For now, the most urgent matter is listening to Dakota people. We authors of this commentary are allies who do not speak for them. Walker Art Center missed one historic opportunity to lift up a painful history of subjugation and oppression that continues today. It now has another historic opportunity — giving the Dakota people a chance to tell their story through their own art and other channels. Walker needs to commit to a long-term, equitable process requiring deep listening and a shared vision.

This history is not past; it is the unacknowledged present. Canada went through a truth and reconciliation process with its First Nations. Bemidji has a similar effort emerging from grass-roots discussions. Along such journeys, artistic expression can indeed spark courageous conversations and reflection. Difficult and inevitably imperfect, moving forward together requires patience, respect and humility.

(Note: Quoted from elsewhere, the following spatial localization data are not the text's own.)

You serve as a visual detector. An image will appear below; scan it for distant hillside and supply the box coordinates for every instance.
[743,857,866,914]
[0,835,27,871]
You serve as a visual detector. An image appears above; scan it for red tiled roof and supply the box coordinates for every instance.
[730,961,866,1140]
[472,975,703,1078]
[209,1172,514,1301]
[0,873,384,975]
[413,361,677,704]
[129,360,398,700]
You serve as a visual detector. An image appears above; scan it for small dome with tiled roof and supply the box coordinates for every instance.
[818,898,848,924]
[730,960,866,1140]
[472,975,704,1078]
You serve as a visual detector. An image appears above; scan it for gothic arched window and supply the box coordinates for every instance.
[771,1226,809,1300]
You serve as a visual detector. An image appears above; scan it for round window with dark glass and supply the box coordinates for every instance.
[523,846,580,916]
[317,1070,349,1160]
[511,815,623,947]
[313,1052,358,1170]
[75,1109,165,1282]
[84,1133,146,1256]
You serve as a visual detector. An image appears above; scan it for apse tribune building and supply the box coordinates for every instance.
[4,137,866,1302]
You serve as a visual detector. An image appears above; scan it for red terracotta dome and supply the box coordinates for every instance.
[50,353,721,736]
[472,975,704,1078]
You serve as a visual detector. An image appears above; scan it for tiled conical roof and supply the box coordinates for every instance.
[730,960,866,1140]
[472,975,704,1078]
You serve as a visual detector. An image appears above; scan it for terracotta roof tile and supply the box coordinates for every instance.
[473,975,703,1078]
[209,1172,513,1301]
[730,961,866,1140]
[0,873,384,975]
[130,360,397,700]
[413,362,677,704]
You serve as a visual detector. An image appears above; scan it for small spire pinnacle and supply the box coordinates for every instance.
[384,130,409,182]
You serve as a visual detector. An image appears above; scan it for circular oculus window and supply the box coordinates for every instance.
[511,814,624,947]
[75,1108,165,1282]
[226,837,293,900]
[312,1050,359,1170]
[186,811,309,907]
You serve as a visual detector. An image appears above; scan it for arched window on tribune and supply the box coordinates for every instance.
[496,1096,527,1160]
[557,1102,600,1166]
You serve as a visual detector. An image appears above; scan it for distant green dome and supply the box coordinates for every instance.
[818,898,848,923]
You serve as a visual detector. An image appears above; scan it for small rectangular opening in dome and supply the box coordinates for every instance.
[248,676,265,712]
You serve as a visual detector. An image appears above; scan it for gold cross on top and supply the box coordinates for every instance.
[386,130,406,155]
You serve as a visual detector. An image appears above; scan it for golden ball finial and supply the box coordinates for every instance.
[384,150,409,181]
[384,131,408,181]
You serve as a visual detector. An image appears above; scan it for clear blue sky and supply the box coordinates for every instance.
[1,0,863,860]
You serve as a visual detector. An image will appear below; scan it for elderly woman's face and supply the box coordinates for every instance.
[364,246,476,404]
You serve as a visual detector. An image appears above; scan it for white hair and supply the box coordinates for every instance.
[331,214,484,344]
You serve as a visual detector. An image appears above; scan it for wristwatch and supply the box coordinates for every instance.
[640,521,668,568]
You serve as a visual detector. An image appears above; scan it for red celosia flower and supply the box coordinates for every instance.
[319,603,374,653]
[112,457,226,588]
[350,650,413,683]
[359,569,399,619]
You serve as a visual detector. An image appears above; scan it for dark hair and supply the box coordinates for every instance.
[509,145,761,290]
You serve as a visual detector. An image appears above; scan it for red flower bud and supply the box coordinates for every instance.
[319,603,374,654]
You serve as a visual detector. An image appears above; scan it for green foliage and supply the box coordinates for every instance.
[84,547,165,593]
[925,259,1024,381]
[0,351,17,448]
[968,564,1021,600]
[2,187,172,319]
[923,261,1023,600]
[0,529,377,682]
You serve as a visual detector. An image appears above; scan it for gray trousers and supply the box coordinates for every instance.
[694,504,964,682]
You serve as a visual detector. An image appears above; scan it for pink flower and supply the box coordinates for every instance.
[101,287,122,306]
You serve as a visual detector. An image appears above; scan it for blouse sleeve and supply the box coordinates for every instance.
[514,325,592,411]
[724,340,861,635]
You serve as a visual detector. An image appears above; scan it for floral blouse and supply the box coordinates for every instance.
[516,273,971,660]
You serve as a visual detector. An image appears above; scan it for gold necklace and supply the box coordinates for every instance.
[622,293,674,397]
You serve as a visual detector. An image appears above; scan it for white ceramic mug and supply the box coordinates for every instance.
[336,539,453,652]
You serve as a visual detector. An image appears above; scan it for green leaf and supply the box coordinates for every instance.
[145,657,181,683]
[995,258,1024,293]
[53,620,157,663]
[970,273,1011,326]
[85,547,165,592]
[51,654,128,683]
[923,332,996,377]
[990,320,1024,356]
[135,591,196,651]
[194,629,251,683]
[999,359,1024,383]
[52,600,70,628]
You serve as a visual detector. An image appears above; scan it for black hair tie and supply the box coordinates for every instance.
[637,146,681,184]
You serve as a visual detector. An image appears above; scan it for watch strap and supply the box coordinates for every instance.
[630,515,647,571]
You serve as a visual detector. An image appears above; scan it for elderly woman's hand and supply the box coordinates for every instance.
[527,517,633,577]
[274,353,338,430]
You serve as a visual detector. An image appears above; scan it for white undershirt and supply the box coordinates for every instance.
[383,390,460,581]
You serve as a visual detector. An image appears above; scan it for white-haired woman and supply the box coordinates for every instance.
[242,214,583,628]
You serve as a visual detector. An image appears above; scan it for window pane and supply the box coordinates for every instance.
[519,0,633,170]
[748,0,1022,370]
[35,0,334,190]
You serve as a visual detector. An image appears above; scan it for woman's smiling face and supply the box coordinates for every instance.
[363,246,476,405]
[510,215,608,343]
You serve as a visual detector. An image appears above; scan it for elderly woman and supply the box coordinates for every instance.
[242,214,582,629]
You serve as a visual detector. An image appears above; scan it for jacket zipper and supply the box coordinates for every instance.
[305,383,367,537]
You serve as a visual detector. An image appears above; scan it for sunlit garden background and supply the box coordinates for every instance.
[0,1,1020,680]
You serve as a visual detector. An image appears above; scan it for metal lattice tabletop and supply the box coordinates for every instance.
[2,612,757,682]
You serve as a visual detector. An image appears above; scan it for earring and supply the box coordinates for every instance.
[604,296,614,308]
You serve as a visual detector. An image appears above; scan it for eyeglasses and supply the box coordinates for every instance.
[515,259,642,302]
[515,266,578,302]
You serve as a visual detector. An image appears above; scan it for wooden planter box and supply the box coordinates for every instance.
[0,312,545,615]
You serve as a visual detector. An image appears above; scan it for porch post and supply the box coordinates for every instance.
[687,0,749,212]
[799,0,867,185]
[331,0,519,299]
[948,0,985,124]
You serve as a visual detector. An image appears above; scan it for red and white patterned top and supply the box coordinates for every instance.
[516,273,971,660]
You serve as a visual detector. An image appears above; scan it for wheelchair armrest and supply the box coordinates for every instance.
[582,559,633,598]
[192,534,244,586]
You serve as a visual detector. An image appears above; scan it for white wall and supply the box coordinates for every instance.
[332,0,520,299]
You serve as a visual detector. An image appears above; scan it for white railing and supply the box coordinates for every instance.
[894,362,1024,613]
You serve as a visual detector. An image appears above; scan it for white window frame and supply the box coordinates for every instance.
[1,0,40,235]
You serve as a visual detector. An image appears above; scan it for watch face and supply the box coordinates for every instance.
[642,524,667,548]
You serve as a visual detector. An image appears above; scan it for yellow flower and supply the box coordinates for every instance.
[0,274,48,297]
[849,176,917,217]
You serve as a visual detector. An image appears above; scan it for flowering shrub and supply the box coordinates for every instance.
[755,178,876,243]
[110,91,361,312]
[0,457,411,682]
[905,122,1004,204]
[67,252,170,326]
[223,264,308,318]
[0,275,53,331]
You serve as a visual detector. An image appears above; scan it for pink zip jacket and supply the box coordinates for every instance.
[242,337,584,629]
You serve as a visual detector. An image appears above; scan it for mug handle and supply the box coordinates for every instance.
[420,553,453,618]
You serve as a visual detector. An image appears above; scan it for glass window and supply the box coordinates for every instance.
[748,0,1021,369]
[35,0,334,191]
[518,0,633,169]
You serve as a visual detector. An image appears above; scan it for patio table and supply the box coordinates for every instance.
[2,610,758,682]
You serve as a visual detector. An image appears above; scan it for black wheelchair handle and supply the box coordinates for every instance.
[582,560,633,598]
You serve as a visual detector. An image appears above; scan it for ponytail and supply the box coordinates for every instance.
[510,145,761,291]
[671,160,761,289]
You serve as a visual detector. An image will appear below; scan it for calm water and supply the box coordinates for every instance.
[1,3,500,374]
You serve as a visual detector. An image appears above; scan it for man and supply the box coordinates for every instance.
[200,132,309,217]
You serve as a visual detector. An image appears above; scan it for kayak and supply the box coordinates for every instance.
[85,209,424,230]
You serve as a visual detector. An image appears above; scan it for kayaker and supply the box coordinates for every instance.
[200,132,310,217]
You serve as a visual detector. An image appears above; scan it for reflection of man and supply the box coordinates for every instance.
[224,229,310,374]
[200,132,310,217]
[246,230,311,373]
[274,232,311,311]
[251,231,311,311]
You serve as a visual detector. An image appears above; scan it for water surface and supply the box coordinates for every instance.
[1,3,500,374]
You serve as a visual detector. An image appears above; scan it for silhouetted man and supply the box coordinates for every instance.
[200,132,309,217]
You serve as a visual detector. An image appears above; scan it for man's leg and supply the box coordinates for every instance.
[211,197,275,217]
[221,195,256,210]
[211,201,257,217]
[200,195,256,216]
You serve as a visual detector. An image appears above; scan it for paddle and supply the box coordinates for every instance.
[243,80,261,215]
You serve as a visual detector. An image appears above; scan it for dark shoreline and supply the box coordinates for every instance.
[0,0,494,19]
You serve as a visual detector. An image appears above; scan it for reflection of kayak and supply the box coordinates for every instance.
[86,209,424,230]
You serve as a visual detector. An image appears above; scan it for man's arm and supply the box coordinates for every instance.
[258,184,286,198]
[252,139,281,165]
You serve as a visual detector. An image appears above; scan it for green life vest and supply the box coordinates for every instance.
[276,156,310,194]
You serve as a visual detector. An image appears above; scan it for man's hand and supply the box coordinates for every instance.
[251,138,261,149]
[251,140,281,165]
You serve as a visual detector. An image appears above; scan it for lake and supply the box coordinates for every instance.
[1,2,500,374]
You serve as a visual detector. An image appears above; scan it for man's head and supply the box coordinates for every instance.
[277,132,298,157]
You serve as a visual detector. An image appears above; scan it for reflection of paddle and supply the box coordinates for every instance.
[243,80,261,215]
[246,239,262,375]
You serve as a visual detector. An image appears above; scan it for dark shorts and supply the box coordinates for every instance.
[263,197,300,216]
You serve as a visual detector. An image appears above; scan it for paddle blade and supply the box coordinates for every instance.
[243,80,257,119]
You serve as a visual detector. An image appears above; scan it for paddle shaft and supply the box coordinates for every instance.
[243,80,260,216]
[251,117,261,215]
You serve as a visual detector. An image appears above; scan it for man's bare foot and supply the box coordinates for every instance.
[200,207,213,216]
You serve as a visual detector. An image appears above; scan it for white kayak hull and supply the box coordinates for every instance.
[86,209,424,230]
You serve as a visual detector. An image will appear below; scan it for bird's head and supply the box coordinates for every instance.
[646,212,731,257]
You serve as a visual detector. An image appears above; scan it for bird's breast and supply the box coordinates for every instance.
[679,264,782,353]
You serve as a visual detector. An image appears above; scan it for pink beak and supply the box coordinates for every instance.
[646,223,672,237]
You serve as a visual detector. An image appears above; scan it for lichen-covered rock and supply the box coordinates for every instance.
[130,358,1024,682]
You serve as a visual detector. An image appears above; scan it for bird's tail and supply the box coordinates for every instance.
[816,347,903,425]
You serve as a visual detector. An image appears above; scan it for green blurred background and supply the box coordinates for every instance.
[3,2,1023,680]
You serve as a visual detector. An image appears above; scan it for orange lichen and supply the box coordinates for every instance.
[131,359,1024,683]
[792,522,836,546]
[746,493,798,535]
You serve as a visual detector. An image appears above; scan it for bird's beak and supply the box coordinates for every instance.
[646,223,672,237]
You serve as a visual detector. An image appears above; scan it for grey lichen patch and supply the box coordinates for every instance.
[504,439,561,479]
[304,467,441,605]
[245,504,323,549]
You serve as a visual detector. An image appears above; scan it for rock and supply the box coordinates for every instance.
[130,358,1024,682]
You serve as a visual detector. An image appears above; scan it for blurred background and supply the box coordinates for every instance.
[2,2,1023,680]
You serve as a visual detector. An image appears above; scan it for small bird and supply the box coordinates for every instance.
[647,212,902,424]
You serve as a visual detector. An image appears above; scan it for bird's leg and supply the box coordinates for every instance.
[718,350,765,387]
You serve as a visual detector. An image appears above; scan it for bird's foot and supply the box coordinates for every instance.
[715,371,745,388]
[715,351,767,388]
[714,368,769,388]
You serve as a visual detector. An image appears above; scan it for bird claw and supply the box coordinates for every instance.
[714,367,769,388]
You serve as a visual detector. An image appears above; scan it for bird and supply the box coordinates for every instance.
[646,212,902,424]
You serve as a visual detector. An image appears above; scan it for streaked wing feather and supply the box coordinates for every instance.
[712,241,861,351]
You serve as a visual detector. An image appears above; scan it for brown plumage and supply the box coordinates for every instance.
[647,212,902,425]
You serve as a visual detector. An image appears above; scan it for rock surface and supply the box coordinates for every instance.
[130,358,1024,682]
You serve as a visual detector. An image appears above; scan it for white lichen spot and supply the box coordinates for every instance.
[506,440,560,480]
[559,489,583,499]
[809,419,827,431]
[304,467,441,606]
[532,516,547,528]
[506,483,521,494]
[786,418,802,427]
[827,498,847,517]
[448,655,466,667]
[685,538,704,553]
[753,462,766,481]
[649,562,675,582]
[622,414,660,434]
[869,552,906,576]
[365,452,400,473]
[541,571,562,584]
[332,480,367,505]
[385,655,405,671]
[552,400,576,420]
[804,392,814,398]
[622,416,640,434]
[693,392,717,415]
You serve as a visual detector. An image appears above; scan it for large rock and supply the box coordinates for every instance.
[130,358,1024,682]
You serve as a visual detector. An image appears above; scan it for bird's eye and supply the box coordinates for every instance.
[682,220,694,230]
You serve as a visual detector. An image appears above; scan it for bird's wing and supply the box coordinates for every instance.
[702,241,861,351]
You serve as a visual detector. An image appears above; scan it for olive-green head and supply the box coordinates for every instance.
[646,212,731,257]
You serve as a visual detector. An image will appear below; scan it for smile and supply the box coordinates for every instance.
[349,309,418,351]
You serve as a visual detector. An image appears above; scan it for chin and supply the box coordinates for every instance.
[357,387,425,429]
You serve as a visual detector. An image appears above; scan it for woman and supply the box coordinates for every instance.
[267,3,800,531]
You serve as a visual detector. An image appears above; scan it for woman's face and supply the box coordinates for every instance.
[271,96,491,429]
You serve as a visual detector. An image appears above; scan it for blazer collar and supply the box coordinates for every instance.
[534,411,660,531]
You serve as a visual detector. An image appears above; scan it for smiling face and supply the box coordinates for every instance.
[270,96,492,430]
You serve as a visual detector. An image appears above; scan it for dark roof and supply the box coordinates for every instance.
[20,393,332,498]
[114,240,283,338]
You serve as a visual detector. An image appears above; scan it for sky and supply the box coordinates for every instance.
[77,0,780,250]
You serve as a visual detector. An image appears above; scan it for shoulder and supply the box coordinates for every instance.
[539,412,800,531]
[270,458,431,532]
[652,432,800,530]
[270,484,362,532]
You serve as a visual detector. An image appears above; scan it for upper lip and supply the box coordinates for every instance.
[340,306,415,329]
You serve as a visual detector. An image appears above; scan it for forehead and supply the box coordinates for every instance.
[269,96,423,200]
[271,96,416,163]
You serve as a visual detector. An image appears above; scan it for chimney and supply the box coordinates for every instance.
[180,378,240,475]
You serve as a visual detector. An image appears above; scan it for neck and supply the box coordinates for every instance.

A road map can be found in a small movie with a transformational message playing now at the Lagoon Theater. The film adaptation of the book "Neither Wolf Nor Dog" chronicles how a white Minnesota man answers an Indian elder's long-distance call for help. The request is difficult, involving the same wrongs uncovered at Walker: abuse, genocide and no systemic acknowledgment of the history or the trauma. The white man initially fights the calling: he has other things to do and there are huge cultural divides. He struggles to come to terms with his own great-grandparents' role in the history.

But chugging along together in an old Buick across reservation land and other boundaries, the white man and the Indian elder do find their way in helping each other.

Now Walker Art Center has its own calling to answer.

David Cournoyer, a Rosebud Sioux tribal member, and Scott Russell are part of Healing Minnesota Stories, which has sought to promote cross-cultural understanding about Dakota history and culture.